Falling Yields Sap Dollar Appeal Ahead of Heavy Data Risk
Treasury yields are sliding across the curve, and that’s keeping the dollar under steady pressure. The 10-year yield is down more than three basis points near 4.16%, with the 2-year and 30-year also moving lower. Traders are trimming exposure rather than betting on a rebound.
Lower yields matter because they reduce the relative return on U.S. assets. When those returns slip, the dollar loses one of its key supports. With investors staring at a slate of delayed economic releases, there’s little urgency to rebuild long dollar positions.

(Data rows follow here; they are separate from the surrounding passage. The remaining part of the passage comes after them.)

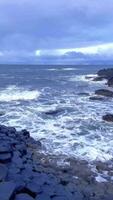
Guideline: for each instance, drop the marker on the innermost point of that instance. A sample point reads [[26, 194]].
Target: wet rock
[[5, 158], [5, 148], [3, 172], [108, 117], [83, 94], [7, 190], [96, 98], [23, 197], [25, 133], [104, 92]]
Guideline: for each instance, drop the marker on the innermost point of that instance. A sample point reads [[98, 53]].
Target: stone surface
[[5, 158], [7, 189], [29, 174]]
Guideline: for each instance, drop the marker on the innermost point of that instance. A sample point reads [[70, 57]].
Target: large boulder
[[104, 92], [108, 117]]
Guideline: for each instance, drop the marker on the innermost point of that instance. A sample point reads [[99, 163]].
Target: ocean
[[52, 103]]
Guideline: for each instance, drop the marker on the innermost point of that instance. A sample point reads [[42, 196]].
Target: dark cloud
[[29, 25]]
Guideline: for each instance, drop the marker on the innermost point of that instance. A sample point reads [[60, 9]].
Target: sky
[[61, 31]]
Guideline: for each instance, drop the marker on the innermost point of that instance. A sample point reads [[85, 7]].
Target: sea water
[[52, 102]]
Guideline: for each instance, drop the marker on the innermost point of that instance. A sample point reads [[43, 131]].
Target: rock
[[108, 117], [3, 172], [5, 158], [96, 98], [23, 196], [5, 148], [7, 190], [104, 92], [110, 82], [17, 160]]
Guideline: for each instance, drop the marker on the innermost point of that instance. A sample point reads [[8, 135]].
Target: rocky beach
[[27, 173]]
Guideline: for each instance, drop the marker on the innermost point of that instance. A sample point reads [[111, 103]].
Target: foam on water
[[78, 130], [13, 93]]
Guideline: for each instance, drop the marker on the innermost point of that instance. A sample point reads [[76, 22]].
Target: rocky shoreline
[[27, 174]]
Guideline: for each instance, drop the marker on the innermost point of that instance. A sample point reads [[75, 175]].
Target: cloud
[[26, 25]]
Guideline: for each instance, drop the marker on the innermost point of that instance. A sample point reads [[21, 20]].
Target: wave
[[14, 93]]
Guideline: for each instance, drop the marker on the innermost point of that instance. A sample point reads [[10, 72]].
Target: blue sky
[[45, 31]]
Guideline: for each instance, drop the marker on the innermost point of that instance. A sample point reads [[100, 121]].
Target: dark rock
[[96, 98], [23, 197], [83, 94], [7, 190], [17, 160], [3, 172], [110, 82], [5, 158], [108, 117], [5, 148], [104, 92], [53, 112], [25, 133]]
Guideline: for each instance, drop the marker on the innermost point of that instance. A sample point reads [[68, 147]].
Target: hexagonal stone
[[23, 196], [5, 157], [6, 190], [3, 172]]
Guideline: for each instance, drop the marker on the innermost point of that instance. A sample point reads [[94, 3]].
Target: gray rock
[[7, 189], [99, 78], [3, 172], [23, 196], [5, 148], [5, 158]]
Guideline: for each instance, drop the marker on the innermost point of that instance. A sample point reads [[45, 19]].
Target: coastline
[[26, 173]]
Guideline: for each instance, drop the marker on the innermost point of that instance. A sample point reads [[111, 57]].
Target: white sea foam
[[13, 93], [87, 78], [80, 133]]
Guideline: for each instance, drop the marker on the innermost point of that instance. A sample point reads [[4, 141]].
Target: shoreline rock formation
[[28, 174]]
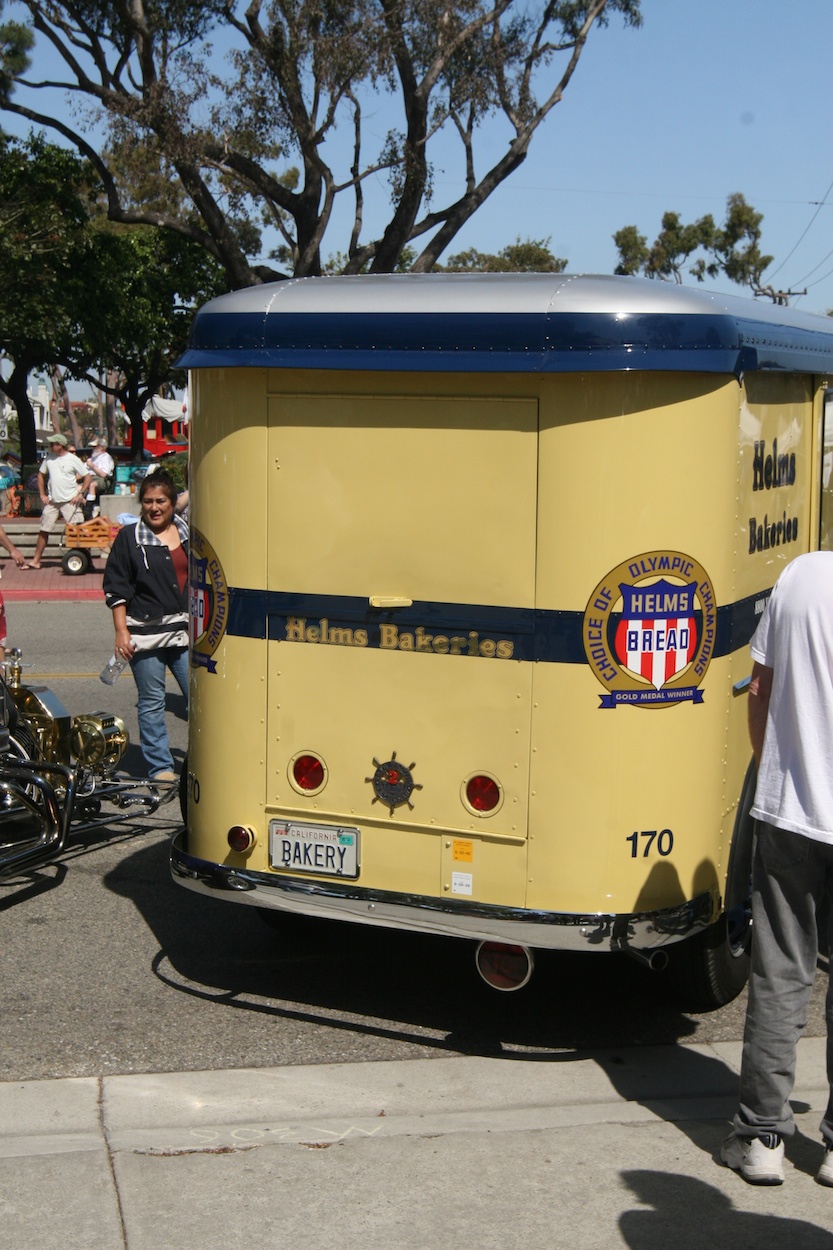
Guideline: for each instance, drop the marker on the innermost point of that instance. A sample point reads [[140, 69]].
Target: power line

This week brings November payrolls and the unemployment rate, followed by retail sales and Thursday’s CPI report. The data is important, but traders know much of it is backward-looking and distorted by the government shutdown. That uncertainty is keeping conviction low and flows defensive.
Fed Tone Caps Rate Expectations, Keeps Pressure on the Greenback
The Federal Reserve isn’t providing much lift. Last week’s rate cut came with a clear message from Chair Powell: policymakers aren’t in a hurry to cut again while they wait for cleaner signals from the data. That stance limits upside for yields and, by extension, the dollar.
Political chatter around potential Fed leadership changes adds noise, but it’s not driving price. What matters is that the market sees patience, not urgency, from the Fed. That leaves the dollar exposed if incoming data disappoints.